For all the rhetoric of privilege, social exclusion and marginalisation, there are few who are less privileged, more excluded or further marginalised that convicts.
I’d never wish conviction on anyone, but it has to be experienced to be believed. To have life stripped away while one’s heart is still beating is traumatic. The feeling of hopelessness is bad enough, to have no visible path to a visible future is painful, but it is that abandonment of the past that is most difficult. Its connection with the future is ruptured irreparably.
It is no wonder there’s a suicide every few days in English prisons, and an attempt every 4 hours. For my part suicide was avoided by the decision to make a film about it, Injustice.
It’s painful not to be, not to enjoy the taken-for-granteds of life such as saying, “Hi, I’m me”. Me is replaced by an act, that act is what you become. You can fight or die. I died and became a ghost.

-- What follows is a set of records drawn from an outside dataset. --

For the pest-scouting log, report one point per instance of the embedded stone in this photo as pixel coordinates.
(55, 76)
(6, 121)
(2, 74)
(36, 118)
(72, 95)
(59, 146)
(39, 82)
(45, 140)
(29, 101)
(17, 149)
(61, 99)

Injustice tells the story of us ghosts, it tells the story of the irreparably damaged criminal justice system in which it is the standards of justice that are criminal.
It shines a light on the absurdity of a system in which harm is supposedly dealt with by further harm. It lifts the curtain on a system in which deprived children are punished for being poor, while the wealthy and powerful ensured that criminalisation was conceived as a weapon to batter the poor.
I was penniless, of no fixed abode and trying to work my way through a suspended prison sentence while conceiving of making a film, but how. I was alone. I’d cast off my corpse to embrace a ghostly existence. As any convict knows the only people who really get it, who accept and understand, are fellow convicts.
It was for this reason that my initial idea was to make a film by convicts, with convicts, and for convicts. And so the filming started with Gethin Jones, a wonderful man who’d spent many years in prison, and then a mate, Tommy, whose existence was a mirror image of Gethin’s.
I can’t express the hatred I had for non-convicts, the state, its functionaries, academics, talkers. Precious hypocrites. No matter the talk, there’s always something that betrays the infectious nature of bourgeois society.
Or maybe it’s just human being – in fundamental level humans conducts themselves to eject infections. It’s easy to point to us as that infection.
It wasn’t until a chance meeting with a former prison governor that the film took a turn. To saw I was shocked is an under-estimation – his take on prison was pretty much that of an abolitionist. He became the first speaker in the film, saying that after decades as a governor you learn two things – that most shouldn’t be in prison and that had it not been for circumstance, it could be you.
Then a prison inspector, then a prison guard, then campaigners, academics, all saying the same, and so the film took on a different form, with a different rhetorical value.
It was no longer the story of the suffering of prisoners, but now a fully fledged weapon against the criminal justice system that simply cannot be refuted.
So far it has screened the length and breadth of the UK, with audiences unable to object. In fact, the only thing that could pass as a criticism is “why not more.”
Well I’m not one to shy away from critique, which is why work is now under way on the follow up, on women and the prison system. And the films won’t stop coming until the whole rotten system is pulled down.